Eddy current testing plays a critical role in ensuring the safety of energy supply systems and transportation, especially in the inspection of power plant and aircraft. For example, it is used to detect cracks in steam generator tubes and welds. In aircraft structures, tests are carried out around fasteners, in fastener holes and on aircraft engines parts.
In eddy current testing an inductive probe carry an alternating current has impedance that changes when it is placed on a conductor and if there is a crack in the
conductor it has a small but measurable effect on the probe impedance. This means that a crack in a metal can be detected by monitoring small impedance changes of an eddy current probe.

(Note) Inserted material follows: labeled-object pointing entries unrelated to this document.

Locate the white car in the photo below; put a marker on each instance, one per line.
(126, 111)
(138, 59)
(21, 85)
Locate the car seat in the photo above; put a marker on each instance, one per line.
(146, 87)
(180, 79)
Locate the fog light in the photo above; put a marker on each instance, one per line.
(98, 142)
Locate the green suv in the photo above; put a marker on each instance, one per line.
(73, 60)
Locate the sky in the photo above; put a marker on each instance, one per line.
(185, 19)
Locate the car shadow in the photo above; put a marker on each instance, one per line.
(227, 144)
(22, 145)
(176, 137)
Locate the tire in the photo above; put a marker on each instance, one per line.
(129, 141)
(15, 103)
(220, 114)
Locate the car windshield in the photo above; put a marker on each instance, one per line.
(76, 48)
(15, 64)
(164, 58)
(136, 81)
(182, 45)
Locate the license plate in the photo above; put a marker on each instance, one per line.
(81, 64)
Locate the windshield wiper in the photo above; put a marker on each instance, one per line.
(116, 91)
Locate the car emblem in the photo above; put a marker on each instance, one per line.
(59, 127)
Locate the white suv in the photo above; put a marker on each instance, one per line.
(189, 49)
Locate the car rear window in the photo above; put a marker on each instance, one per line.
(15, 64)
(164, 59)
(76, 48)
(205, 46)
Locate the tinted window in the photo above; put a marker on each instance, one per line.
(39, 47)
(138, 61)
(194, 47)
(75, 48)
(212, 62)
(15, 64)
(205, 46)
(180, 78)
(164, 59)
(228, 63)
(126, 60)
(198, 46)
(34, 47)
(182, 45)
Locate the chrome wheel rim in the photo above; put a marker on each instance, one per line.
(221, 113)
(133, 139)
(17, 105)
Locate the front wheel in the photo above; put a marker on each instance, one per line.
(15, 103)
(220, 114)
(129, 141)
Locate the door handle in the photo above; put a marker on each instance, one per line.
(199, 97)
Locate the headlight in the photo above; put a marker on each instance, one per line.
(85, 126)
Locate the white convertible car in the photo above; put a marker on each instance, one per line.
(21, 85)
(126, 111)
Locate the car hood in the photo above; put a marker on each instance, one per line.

The probe senses the crack because it generates a magnetic field that drives an induced current near the surface of the metal. The current in the conductor also produces and magnetic field which has an inductive effect of the probe impedance. Hence we have a two-way process of mutual induction between the probe and the conductor. The inductive process refers to the fact that a changing magnetic field produces and electric field to drive a current in the conductor and to modify the probe impedance.
The penetration of the magnetic field and the induce current into the conductor is limited by the skin effect. This effect means that the field decays rapidly with depth. A crack at, or near the surface, disrupts the current flow which is sensed by the probe through the effect on of this perturbation on the magnetic field.
Although deep subsurface flaws are difficult or impossible to detect due to the skin effect, eddy current NDE is sensitive to surface flaws and can be non-contacting.
It is helpful to be able to predict the signals derived from changes in eddy current probe impedance. The calculations enable us to get quantitative results on the effect of flaw geometry, material parameters and probe characteristics on the signals that are detected. Some models that calculate the field around the probe, in the conductor including the region of a flaw, take a long time to generate useful results and it may require specialist knowledge to set up the calculations. For this reason we prefer to develop semi-analytical methods which are fast, accurate and are easy to run.